Auch in Ulla Hahns Roman „Unscharfe Bilder“ geht es um die Frage nach der Beteiligung von Familienangehörigen an den Verbrechen der Nazis. Hahn greift aber – im Gegensatz zu Timm – auf das aus den sog. „Vaterbüchern“ der siebziger Jahre bekannte Muster des Generationenkonflikts zurück.[30] In „Unscharfe Bilder“ besucht eine junge Lehrerin die „Wehrmachtsausstellung“ und glaubt auf einem Foto ihren Vater zu erkennen. Auf der Suche nach der väterlichen Schuld, vor allem aber nach seinem persönlichen Schuldempfinden, unterzieht sie den Vater ausgiebigen Verhören.

Im Mittelpunkt der kurzen Erzählung „Der Verlorene“ von Hans-Ulrich Treichel steht die Suche nach einem auf der Flucht vor der Roten Armee verloren gegangenen Sohn einer ostpreußischen Bauernfamilie. Im Ostwestfalen der fünfziger Jahre erlebt die Familie mit ihrem zweitgeborenen Sohn (der auch die Erzählerfigur des Romans ist) die „Wirtschaftswunderjahre“, kann sich aber nicht auf die Gegenwart einlassen, weil die Suche nach dem ersten Sohn der Verarbeitung der Vergangenheit entgegensteht.

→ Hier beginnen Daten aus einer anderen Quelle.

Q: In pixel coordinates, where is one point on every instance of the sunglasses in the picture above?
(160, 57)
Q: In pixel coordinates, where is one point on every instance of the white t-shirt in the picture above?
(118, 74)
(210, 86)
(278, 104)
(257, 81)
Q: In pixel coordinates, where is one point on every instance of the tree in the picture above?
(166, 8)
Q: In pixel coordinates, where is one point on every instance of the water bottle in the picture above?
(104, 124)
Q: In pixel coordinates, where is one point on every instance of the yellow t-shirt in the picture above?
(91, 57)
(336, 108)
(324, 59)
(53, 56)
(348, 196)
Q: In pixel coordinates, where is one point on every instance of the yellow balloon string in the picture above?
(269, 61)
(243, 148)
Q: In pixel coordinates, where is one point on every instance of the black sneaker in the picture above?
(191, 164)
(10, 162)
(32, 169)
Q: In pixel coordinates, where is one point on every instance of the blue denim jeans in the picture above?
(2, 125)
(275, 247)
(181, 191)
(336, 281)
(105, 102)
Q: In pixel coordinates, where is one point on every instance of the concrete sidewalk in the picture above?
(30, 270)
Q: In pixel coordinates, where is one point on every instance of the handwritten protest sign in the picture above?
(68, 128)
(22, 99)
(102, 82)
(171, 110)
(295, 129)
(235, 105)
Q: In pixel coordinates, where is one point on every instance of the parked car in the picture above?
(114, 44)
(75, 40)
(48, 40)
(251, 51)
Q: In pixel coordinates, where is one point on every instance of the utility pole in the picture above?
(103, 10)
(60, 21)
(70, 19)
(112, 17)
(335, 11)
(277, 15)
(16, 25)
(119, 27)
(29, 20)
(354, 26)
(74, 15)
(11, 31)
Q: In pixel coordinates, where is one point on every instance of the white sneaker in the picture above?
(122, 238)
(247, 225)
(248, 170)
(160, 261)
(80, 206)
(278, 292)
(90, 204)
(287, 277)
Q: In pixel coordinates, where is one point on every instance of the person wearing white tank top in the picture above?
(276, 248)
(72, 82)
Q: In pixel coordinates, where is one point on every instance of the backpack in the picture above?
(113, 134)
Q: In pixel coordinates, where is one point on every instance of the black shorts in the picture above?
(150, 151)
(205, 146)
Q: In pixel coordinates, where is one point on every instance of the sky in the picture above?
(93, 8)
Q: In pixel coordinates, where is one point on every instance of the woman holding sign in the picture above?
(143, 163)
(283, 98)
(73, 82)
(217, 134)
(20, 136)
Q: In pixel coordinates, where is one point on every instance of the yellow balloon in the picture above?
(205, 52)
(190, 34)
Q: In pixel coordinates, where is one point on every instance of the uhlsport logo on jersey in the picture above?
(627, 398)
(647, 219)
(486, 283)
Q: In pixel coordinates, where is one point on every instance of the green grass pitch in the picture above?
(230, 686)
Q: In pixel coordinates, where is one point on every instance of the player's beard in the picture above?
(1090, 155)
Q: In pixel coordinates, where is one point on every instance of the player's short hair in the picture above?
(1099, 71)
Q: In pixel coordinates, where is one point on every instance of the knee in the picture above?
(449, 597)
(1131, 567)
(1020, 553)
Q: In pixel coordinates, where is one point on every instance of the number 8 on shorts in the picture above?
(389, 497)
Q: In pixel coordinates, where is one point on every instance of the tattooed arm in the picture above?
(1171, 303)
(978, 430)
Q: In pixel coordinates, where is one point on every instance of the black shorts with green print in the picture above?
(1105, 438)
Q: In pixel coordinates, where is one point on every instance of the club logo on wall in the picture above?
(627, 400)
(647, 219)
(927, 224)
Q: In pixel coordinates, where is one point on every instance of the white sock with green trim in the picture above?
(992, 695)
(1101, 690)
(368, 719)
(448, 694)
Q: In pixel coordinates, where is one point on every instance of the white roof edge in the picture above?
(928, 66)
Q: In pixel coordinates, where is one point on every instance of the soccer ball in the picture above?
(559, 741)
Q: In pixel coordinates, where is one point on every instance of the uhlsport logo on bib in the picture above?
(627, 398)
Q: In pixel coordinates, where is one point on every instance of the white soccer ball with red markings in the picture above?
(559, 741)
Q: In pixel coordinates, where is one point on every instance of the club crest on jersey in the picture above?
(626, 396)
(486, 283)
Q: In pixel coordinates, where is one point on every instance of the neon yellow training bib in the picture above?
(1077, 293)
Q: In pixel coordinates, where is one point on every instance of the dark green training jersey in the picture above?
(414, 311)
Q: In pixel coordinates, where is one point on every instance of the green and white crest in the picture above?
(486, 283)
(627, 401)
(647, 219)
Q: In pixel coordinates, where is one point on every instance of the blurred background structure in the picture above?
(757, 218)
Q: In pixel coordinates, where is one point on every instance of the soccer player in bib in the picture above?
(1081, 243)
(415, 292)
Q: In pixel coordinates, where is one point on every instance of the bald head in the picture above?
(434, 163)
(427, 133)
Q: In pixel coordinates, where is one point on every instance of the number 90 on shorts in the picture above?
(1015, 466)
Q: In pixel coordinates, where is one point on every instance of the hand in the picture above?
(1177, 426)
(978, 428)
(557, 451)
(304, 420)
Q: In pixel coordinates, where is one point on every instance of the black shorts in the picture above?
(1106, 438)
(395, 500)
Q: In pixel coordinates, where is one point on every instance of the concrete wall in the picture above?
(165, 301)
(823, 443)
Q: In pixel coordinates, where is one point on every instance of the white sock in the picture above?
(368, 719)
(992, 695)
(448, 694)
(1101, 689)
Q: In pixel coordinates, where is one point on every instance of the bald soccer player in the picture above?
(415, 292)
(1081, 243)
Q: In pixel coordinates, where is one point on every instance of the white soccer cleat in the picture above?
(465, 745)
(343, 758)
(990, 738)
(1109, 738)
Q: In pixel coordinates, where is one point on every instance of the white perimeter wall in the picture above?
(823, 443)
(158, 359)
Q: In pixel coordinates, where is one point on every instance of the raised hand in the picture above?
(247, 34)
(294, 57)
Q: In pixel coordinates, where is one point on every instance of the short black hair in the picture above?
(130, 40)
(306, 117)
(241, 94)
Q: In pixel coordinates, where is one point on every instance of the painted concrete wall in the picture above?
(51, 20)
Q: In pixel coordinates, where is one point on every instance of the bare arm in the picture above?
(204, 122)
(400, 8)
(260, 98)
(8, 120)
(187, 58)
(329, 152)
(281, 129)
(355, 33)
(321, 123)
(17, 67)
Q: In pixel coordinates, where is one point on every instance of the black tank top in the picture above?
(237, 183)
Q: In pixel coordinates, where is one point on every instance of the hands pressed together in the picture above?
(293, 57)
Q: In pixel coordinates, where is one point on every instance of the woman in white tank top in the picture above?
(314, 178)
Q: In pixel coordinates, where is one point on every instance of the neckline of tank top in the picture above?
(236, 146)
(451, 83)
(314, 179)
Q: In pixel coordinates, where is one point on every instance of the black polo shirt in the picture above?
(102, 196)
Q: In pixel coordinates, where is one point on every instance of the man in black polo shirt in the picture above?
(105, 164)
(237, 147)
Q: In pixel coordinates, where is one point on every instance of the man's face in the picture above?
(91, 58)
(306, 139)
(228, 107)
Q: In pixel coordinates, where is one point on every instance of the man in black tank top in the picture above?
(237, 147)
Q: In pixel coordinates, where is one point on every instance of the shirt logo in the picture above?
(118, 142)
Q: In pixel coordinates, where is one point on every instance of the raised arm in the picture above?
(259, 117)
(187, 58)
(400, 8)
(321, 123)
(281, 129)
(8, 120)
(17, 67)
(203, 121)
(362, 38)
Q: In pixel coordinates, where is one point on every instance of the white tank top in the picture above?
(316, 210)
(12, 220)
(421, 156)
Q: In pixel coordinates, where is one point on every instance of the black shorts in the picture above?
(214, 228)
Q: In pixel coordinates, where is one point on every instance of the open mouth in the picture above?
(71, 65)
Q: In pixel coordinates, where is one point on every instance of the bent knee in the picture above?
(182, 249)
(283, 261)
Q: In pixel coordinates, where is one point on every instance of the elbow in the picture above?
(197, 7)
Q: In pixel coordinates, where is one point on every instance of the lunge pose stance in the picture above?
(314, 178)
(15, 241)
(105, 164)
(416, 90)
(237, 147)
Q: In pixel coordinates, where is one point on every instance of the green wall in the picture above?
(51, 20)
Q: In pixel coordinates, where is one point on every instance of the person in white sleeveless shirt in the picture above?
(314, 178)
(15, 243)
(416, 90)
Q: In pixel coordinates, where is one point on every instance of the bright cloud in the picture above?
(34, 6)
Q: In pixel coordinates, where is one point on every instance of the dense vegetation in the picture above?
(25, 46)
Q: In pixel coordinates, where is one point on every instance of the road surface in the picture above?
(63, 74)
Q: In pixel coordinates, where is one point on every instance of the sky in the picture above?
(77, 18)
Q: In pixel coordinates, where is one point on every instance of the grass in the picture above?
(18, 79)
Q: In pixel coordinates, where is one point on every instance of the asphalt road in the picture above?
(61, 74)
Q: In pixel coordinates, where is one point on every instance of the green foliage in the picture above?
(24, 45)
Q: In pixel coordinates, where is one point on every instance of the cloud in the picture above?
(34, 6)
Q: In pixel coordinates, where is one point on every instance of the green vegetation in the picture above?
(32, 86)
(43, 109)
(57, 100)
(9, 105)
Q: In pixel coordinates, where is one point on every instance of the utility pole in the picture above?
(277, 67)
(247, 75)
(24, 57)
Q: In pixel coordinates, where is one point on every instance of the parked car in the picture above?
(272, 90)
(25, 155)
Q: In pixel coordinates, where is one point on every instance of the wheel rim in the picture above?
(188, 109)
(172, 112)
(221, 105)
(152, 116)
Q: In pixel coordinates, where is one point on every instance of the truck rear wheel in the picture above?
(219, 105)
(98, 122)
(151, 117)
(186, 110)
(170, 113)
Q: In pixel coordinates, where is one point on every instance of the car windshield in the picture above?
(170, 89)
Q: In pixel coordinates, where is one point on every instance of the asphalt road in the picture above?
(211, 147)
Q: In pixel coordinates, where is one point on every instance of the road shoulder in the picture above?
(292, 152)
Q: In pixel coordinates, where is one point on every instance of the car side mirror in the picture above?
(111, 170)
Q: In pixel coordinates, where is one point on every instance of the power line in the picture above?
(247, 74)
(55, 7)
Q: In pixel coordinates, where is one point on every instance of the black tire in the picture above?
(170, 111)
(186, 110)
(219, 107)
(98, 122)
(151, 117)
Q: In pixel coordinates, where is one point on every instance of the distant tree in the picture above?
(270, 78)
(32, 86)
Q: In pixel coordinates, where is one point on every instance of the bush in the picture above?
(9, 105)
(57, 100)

Bevor die einzelnen Prosatexte analysiert werden und gezeigt wird, wie sie „blinde Flecken“ bzw. „Leerstellen im Geschichtsbewusstsein“ der Leser der Wahrnehmung zuführen bzw. füllen, ist es notwendig einige theoretische Grundlagen zu erarbeiten. Zuerst erachte ich es für sinnvoll einen Überblick über den gesellschaftspolitischen Umgang mit dem Nationalsozialismus bzw. dem Holocaust zu geben, damit die Entwicklung der Erinnerungskultur der Bundesrepublik nach 1945 deutlich wird und der gegenwärtige „status quo“ nachzuvollziehen ist. Hierzu sollen die Erinnerungsdiskurse in Deutschland seit Ende des „Zweiten Weltkrieges“ dargestellt werden. Anschließend werde ich auf die „Globalisierung der NS-Vergangenheit“ eingehen, bevor ich mich verschiedenen Gedächtnistheorien zuwende, die im Laufe der achtziger Jahre den wissenschaftlichen Diskurs um die Verarbeitung der NS-Vergangenheit erweitert haben. Um den theoretischen Teil dieser Arbeit literaturwissenschaftlich abzurunden, erachte ich es als notwendig, abschließend noch kurz auf das Verhältnis von Literatur, Gedächtnis und Geschichtsschreibung einzugehen, da gerade in Bezug auf Literatur, die Vergangenheit (re-)konstruiert bzw. entwirft, immer wieder die Frage nach ihrem Wahrheitsgehalt gestellt wird.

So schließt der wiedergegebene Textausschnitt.